Le moment choisi pour la frappe a également suscité de vives critiques dans certains rangs de l’opposition du Premier ministre Benjamin Netanyahu, accusé d’avoir ordonné l’assassinat afin de forcer son adversaire politique, Benny Gantz, à saborder les plans visant à former une coalition sans le Likud, le parti de Netanyahu, bien que Gantz ait fermement soutenu cette opération.

De l’avis général, Abou al-Ata représentait le type précis de terroriste qui justifiait ce qu’on appelle un « assassinat ciblé ».

Indiscipliné et vicieux, le dirigeant terroriste était une épine dans le pied non seulement d’Israël, mais aussi du Hamas, car ses attaques faisaient souvent dérailler les efforts du groupe terroriste au pouvoir à Gaza pour stabiliser la situation dans cette enclave sous blocus et largement pauvre.

Des Israéliens inspectent une maison dans la ville de Nétivot, dans le sud d’Israël, le 12 novembre 2019, à la suite d’une attaque à la roquette lancée depuis la ville de Gaza en représailles à un raid israélien qui a tué un commandant du groupe terroriste du Jihad islamique palestinien. (MENAHEM KAHANA / AFP)

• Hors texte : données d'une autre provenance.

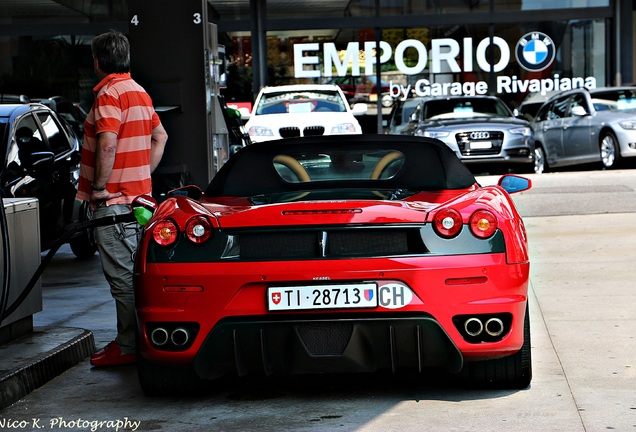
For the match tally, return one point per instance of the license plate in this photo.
(345, 296)
(480, 145)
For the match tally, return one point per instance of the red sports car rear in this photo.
(335, 254)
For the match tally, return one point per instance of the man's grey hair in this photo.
(112, 51)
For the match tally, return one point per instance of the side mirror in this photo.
(512, 183)
(143, 207)
(579, 111)
(39, 160)
(359, 109)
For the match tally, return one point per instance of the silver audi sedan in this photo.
(586, 126)
(479, 129)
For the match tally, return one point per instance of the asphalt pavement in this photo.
(582, 233)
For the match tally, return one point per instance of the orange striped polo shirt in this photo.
(123, 107)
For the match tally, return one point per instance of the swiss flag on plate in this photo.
(276, 297)
(368, 295)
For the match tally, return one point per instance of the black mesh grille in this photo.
(464, 140)
(328, 338)
(314, 131)
(361, 242)
(278, 245)
(289, 132)
(371, 242)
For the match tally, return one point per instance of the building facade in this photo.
(439, 47)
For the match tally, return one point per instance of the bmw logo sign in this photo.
(535, 51)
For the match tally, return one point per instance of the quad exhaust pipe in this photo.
(493, 327)
(179, 337)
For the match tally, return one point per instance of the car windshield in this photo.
(618, 100)
(304, 101)
(378, 162)
(363, 164)
(444, 109)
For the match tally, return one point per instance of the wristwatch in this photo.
(96, 188)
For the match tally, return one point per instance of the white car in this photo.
(302, 110)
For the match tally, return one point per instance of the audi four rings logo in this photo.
(479, 135)
(535, 51)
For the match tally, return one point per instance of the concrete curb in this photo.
(37, 358)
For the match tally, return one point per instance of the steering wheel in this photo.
(384, 162)
(294, 166)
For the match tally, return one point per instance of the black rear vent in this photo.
(325, 339)
(314, 131)
(368, 243)
(277, 245)
(289, 132)
(334, 243)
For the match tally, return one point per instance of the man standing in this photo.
(123, 143)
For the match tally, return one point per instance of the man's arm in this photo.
(104, 160)
(157, 145)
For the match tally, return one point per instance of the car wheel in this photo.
(160, 380)
(540, 164)
(511, 372)
(83, 244)
(609, 150)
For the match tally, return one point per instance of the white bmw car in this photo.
(302, 110)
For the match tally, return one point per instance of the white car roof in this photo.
(300, 87)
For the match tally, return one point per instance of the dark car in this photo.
(479, 129)
(41, 160)
(586, 126)
(350, 254)
(70, 111)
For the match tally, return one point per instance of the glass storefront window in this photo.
(527, 5)
(507, 60)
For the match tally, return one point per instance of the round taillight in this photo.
(198, 229)
(448, 223)
(483, 224)
(165, 232)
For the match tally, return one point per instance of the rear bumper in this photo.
(326, 346)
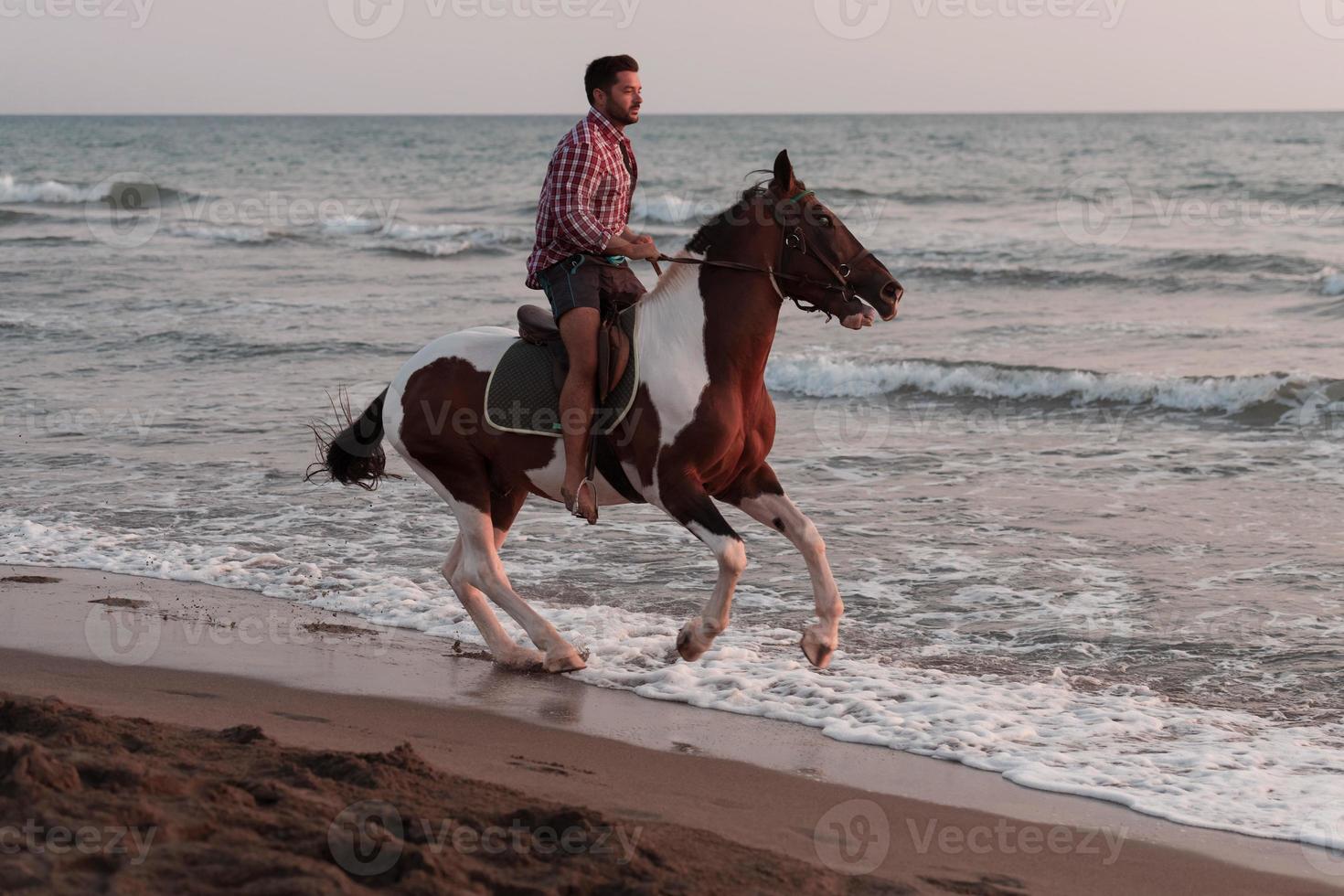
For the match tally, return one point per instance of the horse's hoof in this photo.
(522, 660)
(691, 644)
(568, 661)
(816, 649)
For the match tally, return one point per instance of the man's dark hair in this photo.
(603, 71)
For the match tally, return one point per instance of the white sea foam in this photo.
(1332, 283)
(351, 225)
(46, 191)
(226, 232)
(1210, 767)
(829, 378)
(451, 240)
(669, 208)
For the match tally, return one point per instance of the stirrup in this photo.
(571, 501)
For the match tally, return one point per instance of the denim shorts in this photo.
(582, 281)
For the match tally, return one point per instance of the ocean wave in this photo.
(352, 225)
(11, 217)
(1246, 263)
(56, 192)
(1031, 277)
(441, 240)
(669, 208)
(1332, 283)
(228, 232)
(1267, 395)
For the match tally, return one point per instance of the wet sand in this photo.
(720, 802)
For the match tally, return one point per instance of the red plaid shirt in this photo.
(586, 197)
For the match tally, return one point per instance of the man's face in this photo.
(623, 102)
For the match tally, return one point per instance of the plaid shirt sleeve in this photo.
(577, 176)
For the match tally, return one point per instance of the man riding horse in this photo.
(581, 218)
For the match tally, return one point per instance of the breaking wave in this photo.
(1272, 394)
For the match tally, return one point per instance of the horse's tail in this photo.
(354, 455)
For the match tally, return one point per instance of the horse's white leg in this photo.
(773, 508)
(480, 567)
(496, 638)
(697, 512)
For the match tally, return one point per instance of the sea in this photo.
(1083, 498)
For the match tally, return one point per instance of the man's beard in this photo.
(620, 116)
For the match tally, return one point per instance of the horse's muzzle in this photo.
(889, 300)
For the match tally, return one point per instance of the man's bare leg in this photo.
(578, 329)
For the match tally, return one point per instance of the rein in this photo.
(794, 240)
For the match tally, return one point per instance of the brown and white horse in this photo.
(699, 430)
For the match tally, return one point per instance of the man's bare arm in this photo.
(631, 245)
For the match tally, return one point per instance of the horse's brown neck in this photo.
(741, 309)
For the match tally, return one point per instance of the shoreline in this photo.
(317, 678)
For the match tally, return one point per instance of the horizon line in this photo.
(738, 114)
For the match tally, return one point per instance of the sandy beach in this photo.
(226, 739)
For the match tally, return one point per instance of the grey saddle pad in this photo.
(522, 395)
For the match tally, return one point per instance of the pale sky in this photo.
(697, 55)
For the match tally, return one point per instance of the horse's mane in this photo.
(700, 242)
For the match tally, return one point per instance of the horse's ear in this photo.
(784, 182)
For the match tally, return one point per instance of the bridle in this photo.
(794, 240)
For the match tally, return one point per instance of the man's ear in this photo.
(784, 183)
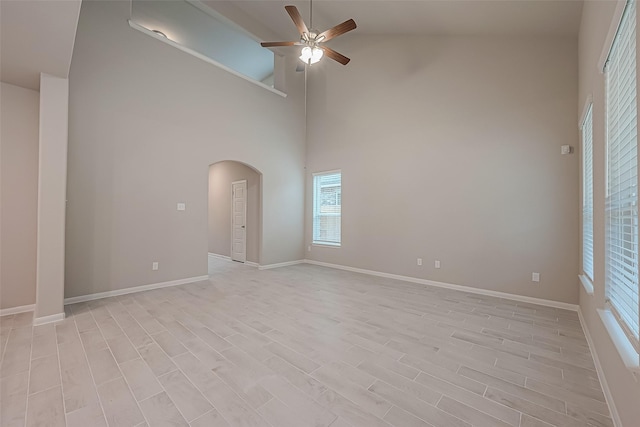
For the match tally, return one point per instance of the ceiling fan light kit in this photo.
(313, 48)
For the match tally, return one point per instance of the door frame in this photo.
(244, 214)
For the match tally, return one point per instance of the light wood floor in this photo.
(300, 346)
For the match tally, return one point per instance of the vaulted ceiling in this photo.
(38, 36)
(416, 17)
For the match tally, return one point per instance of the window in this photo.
(587, 193)
(327, 207)
(622, 177)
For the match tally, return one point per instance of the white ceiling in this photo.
(35, 37)
(418, 17)
(38, 35)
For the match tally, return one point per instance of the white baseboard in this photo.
(48, 319)
(615, 417)
(497, 294)
(281, 264)
(133, 289)
(218, 256)
(15, 310)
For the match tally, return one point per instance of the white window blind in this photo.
(587, 193)
(622, 177)
(327, 208)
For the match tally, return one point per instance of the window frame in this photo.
(314, 210)
(623, 328)
(587, 199)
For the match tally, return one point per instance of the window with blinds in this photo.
(587, 193)
(327, 208)
(622, 177)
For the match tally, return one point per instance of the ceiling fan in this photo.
(312, 40)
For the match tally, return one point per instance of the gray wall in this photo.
(221, 175)
(146, 121)
(596, 21)
(450, 150)
(19, 192)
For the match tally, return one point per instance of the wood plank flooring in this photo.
(300, 346)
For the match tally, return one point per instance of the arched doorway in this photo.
(235, 212)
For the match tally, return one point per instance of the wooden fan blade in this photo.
(297, 19)
(335, 55)
(339, 29)
(275, 44)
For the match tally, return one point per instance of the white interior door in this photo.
(239, 221)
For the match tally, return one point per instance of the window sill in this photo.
(628, 354)
(327, 245)
(586, 284)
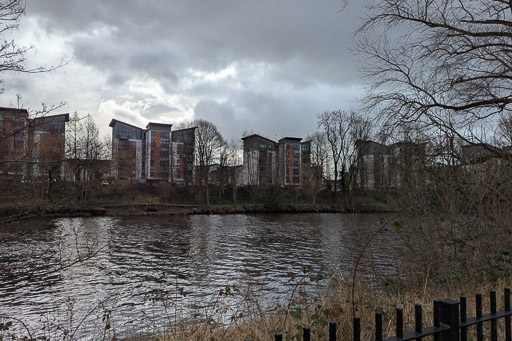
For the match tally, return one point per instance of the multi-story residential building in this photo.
(372, 164)
(260, 162)
(397, 165)
(155, 153)
(182, 156)
(31, 147)
(267, 162)
(290, 163)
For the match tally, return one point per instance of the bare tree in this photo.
(439, 62)
(342, 129)
(86, 154)
(209, 143)
(231, 161)
(14, 57)
(319, 165)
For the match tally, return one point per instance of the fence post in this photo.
(449, 315)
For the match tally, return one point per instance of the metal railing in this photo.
(450, 322)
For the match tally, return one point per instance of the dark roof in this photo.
(174, 131)
(257, 136)
(290, 138)
(14, 111)
(114, 121)
(51, 117)
(166, 125)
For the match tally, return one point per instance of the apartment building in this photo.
(154, 153)
(267, 162)
(31, 147)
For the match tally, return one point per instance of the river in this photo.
(91, 277)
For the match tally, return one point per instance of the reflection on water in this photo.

Bien que certains politiciens israéliens aient insinué qu’Abou al-Ata agissait sur les ordres de l’Iran, qui soutient le Jihad islamique, les responsables militaires ont déclaré qu’ils le considéraient « davantage comme un terroriste local qui agissait de manière incontrôlée ».

Selon l’armée israélienne, Abou al-Ata était responsable de la plupart des tirs de roquettes provenant de la bande de Gaza au cours de l’année écoulée, dont un en septembre qui a forcé le Premier ministre Netanyahu à quitter le podium où il prononçait un discours de campagne électorale. L’armée a déclaré qu’il était également en train de planifier une nouvelle attaque terroriste le long de la frontière de Gaza dans les jours à venir, qui allait combiner des tirs de sniper ou d’engins explosifs improvisés à la frontière avec des tirs de roquettes, faisant de lui une « bombe à retardement ».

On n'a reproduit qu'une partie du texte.